第7章 不穏な影と全貌
更紗が男と合間見えた頃、杏寿郎と天元は柱の力を存分に使い屋敷のある山の麓までたどり着いていた。
「この山の頂に屋敷がある、行くぞ」
杏寿郎の顔は、今朝門の前で天元に見せていた怒り狂ったような表情に戻っている。
(ま、今はしゃーねぇか。気持ちは痛いほど分かる)
天元の返事も聞かぬまま、常中を使用しての全速力で山を駆け上がっていく。
「あーー……!!おい!木刀といえど技は使うなよ!人間相手だと一撃で派手に死ぬぞ!」
「分かっている!叩きのめすまで!」
(本当に分かってんのかねぇ……)
天元は心の中でそう思うも、今の杏寿郎には何を言っても響かないと悟り、自分も同じようにして杏寿郎の後を追う。

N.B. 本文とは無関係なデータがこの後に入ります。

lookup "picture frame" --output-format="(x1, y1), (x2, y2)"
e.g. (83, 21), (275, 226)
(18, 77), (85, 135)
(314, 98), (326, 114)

「また……奴らが原因で更紗が泣いているような気がするのだ!もし泣かせていたら……一撃だけではすまさん!もう更紗の前に姿を現す気が起きないほど叩きのめす」
杏寿郎のあまりの怒りに柱である天元の体に悪寒が走った。
(派手に殺しちまう前に止めねぇと……)
そうして屋敷が視界に入る頃、更紗の今まで聞いたこともない怒声が2人の鼓膜を激しく揺らせた。